O wojnie napisano już chyba wszystko, ale to jak i o czym pisze Lang, jest dość szczególne, chociażby przez wzgląd na obszary, których dotyka. Na podstawie rozmów z ostatnimi żyjącymi świadkami, na bazie ocalałej dokumentacji medycznej, zachowanych dokumentów urzędniczych i wspomnień, Hans Joachim Lang, wykładowca antropologii kulturowej, historyk i dziennikarz buduje wstrząsającą opowieść o nieludzkich eksperymentach badawczych przeprowadzanych na żydowskich kobietach w Auschwitz. Wśród tych kobiet była skrzypaczka, Alma Rosé, siostrzenica Gustava Mahlera. To dzięki niej grozę czekania na śmierć rozjaśniały z ukrycia dźwięki skrzypiec przypominając o innej, normalnej rzeczywistości, przywołując człowieczeństwo w wysublimowanej formie, tak nieprzystającej do obozowych realiów. Obozy zagłady były szczególnym sprawdzianem etyki lekarskiej i weryfikacją prawdziwego człowieczeństwa. Lang pokazuje bezduszność i okrucieństwo, do jakich byli w stanie posunąć się lekarze, by ugruntować i rozwinąć swoją „karierę naukową”, mając wtedy szczególną władzę nad życiem ludzi. Swoją przewagę wykorzystywali zarówno w stosunku do personelu medycznego, jak i pacjentów, stawiając tych ostatnich przed alternatywą: eksperymenty albo komora gazowa. Tak oto pod przykrywką badań medycznych, wcześniej weryfikowanych na zwierzętach, udało się realizować program sterylizacji ludzi „niegodnych prokreacji”. Działania te wpisywały się w „nowatorską”, nieoperacyjną realizację ustawy o zapobieganiu chorobom dziedzicznym, dlatego też zdarzało się, że przy stole operacyjnym … fryzjer zastępował lekarza, by autorska metoda masowej sterylizacji prof. Clauberga nie została ujawniona przed publikacją. Jak relacjonuje Lang, zabiegi sterylizacyjne oparte były na intensywnych naświetlaniach narządów płciowych promieniami rentgenowskimi, wspomaganych zastrzykami sterylizującymi (najpierw z kontrastowym jodypinem, potem z formaliną rozpuszczoną w Neo-röntyum).

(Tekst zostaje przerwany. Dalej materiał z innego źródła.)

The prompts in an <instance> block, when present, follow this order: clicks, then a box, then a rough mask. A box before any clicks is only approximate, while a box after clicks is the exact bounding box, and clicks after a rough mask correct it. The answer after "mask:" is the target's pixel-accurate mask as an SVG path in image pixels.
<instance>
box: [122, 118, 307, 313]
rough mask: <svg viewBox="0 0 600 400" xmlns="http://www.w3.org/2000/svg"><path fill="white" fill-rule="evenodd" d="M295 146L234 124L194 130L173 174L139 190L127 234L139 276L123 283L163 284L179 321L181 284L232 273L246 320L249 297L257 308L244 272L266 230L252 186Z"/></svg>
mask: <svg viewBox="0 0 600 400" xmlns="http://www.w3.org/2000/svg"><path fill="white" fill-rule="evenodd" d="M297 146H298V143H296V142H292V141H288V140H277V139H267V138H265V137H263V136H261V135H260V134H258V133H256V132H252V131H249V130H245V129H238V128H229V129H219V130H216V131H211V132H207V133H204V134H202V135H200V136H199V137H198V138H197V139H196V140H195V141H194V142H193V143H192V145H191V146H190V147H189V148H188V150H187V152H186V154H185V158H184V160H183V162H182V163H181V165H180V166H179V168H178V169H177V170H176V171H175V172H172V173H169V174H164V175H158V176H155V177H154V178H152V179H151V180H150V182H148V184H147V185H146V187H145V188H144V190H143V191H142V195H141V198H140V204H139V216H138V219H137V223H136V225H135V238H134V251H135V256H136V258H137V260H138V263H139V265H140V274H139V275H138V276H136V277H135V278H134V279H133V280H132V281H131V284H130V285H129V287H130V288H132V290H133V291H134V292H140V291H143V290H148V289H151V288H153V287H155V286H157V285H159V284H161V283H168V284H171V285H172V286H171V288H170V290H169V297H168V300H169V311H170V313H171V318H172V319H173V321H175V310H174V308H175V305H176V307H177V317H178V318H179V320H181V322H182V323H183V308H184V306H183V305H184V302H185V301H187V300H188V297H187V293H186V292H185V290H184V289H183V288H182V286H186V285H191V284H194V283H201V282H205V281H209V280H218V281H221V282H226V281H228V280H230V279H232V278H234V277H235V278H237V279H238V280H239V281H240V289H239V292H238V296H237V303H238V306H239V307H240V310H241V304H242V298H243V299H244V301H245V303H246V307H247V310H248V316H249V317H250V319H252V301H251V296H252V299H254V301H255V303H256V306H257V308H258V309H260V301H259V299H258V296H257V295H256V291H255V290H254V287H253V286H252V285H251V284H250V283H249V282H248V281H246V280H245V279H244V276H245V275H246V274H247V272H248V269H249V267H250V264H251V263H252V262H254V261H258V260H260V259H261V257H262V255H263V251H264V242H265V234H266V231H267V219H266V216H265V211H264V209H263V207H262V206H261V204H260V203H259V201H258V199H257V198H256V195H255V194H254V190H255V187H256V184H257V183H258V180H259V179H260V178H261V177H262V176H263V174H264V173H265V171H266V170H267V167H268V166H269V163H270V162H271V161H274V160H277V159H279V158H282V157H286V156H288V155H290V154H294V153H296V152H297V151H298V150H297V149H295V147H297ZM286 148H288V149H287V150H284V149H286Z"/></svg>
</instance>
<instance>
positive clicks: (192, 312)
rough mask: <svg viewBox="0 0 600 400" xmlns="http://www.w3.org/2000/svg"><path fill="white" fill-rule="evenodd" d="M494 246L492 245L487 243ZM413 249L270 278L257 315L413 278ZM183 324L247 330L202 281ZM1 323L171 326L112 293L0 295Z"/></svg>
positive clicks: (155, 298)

Innym, równie szokującym rodzajem
doświadczeń na więźniach było badanie reakcji organizmu człowieka na
wstrzyknięcia krwi odmiennej grupy. Tu „specjalistą” był bakteriolog Bruno Weber. Pobierano też więźniom krew do
produkcji suchego osocza, wykorzystywanego do testów na grupę krwi. Nie
uwzględniano przy tym stanu zdrowia pacjenta, nie zwracano uwagi na duże ilości
jednorazowo pobranej krwi.
Lang pokazuje również budujące postawy – francuska lekarka
Adélaïde
Hautval i Polka, Alina Brewda to kobiety, które potrafiły, mimo śmiertelnego
niebezpieczeństwa, postępować zgodnie z zasadami etyki, a przede wszystkim pomagały
więźniarkom zachować godność i wiarę w ludzi. Jak pisze Lang, kobietom udało się przetrwać to piekło pomieszane z domem wariatów także dzięki żelaznej woli, by zachować wewnętrzną godność. W żadnym momencie nie dopuścić (...) do siebie poczucia, że jest [się] ofiarą.
Koszmar więźniarek z tytułowego bloku 10.
nie skończył się wraz z wojną. Pozostała jeszcze walka o jałmużnę
zadośćuczynienia. Czekało je brutalne zderzenie z ponadczasową bezdusznością
urzędników. Historii sprawdzających człowieczeństwo w ludziach Lang zgromadził
wiele, wszystkie łączy jedno – można je podporządkować znanej formule
Szymborskiej: tyle wiemy o sobie, ile nas
sprawdzono. Szkoda, że dziś, w czasach pokoju ulegamy kompromisowym
wyborom, choć za wierność sobie i swoim zasadom nie płaci się już życiem.